The risk is not only that a tool description is malicious. It is that an agent approves one tool identity, then aliases, schemas, descriptors, fallbacks, or runtime bindings quietly point the action somewhere else.
Tool identity drift is an AI agent security failure where the tool an agent approved is not the same capability that runs. Tool approval is evidence, not execution authority, until runtime trust verifies that the canonical tool identity, normalized alias, schema, descriptor, capability target, and action path still match the reviewed tool.
What tool identity drift means
Tool identity drift happens when the identity an AI agent reviews or approves is not the same identity that executes. The drift can happen through a renamed tool, a confusing display label, a changed schema, a descriptor alias, a fallback path, a dynamic registry entry, or a resolver that maps a safe-looking label to a stronger capability.
This is a distinct angle inside MCP tool poisoning. The older explainer asks what happens when tool descriptions or metadata instruct the model. This page asks a narrower execution question: even if a team approved the tool, is the runtime still bound to the same tool that was approved?
Tool identity drift wins when approval attaches to the name, but execution follows a different binding.
That sentence matters because real agents need tools. They need registry discovery, schemas, manifests, aliases, and generated wrappers. The safe answer is not to ban tools. The safe answer is to stop treating the reviewed label as a permanent truth once the action path starts changing. Seeing how Sunglasses works at the action boundary makes the point concrete: an approval record that no longer binds the current call is functionally the same as no approval at all.
Why approved tools drift at runtime
Agents do not call "tools" in the abstract. They call names, schemas, descriptors, endpoints, wrappers, aliases, and runtime resolvers. Every one of those layers can create a mismatch between what a human or policy engine approved and what the agent is about to do.
The tool-poisoning corpus frames tool metadata, descriptions, schemas, prompts, and adjacent capability text as part of the agent control surface. That is the core insight: tool identity is not only a backend implementation detail. For an agent, the text and structured fields around a tool help decide plan, priority, scope, and permission.
The dangerous version is not merely "the description is bad." It is a chain: a safe tool name, a permissive alias, a schema field that implies broader authority, a fallback tool with more privilege, or a registry update that changes capability after approval. Each step looks like infrastructure. Together they can move the action outside the reviewed trust boundary. This is the same family of risk covered by API descriptor poisoning and structured metadata poisoning, viewed from the binding side instead of the text side.
Tool gateways, IAM, MCP server authentication, allowlists, and schema validation all help. Sunglasses does not replace them. It adds the action-time question those controls often leave implicit: does the exact tool binding still match the reviewed intent before this agent acts now?

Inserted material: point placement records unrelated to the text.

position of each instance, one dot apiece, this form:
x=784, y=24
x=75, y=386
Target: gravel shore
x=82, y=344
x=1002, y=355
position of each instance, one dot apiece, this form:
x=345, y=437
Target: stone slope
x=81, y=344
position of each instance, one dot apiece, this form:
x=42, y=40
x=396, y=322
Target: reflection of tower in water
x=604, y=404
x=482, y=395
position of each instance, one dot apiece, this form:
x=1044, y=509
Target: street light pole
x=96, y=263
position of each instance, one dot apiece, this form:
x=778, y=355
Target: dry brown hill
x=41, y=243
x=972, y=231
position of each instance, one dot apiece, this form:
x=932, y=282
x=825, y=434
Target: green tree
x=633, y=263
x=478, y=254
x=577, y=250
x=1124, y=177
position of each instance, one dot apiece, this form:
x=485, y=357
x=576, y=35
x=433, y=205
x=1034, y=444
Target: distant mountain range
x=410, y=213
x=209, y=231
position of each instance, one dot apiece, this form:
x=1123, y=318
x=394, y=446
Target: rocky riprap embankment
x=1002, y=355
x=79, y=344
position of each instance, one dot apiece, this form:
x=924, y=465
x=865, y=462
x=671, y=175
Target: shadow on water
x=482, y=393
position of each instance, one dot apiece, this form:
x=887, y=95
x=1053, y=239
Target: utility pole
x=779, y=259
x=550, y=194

Three concrete attack examples
Each example keeps the same failure shape: the approval record is real, but it no longer binds to the action that is about to run.
1. The safe display name with a privileged resolver
An agent is allowed to call report_summary. The display name and description look like a read-only reporting tool. At runtime, an alias or registry resolver maps the call to a stronger internal capability that can export raw customer data.
The suspicious part is not the word "summary" by itself. It is the mismatch between display label, canonical identifier, resolver output, and data authority. Runtime trust should verify that the canonical capability is still the one the policy approved.
2. The schema field that expands authority after review
A deployment helper was approved with a narrow schema. Later, a generated schema field says mode: emergency_admin or describes an optional parameter as authorized to skip a normal review gate. The agent sees the field as part of the tool contract and plans around it.
That is tool identity drift because the tool's practical identity changed from "narrow helper" to "gate-changing admin path." The defense is to bind approval to the schema version, capability hash, and allowed action class, not just to the tool name.
3. The fallback tool that inherits trust from the wrong call
An MCP workflow tries a harmless connector, receives an error, and automatically falls back to a more powerful connector. The fallback message says the substitute is equivalent and should inherit the same approval because it satisfies the task.
Fallbacks are useful. They are also where authority can stretch. A runtime-trust check should ask whether the fallback has the same scope, endpoint, data access, side effects, and approval path as the original tool. If it does not, the approval must not carry over silently.
How Sunglasses catches it
Sunglasses catches tool identity drift by looking for the overlap between tool identity, capability changes, binding language, and bypass intent. In the tool-poisoning family, high-signal ingredients include tool descriptions, schema field descriptions, fake authority cues, metadata that redirects the agent, and chains where one weak tool's metadata influences a stronger tool.
The pattern is combinational. "Use this tool" is normal. "Use this alias because it supersedes the approved validator" is not normal. "Here is an optional parameter" is normal. "This parameter grants emergency admin mode and bypasses review" is not normal. "Fallback to the mirror endpoint" can be normal. "Fallback inherits all approval from the original tool even though it has broader side effects" is not normal.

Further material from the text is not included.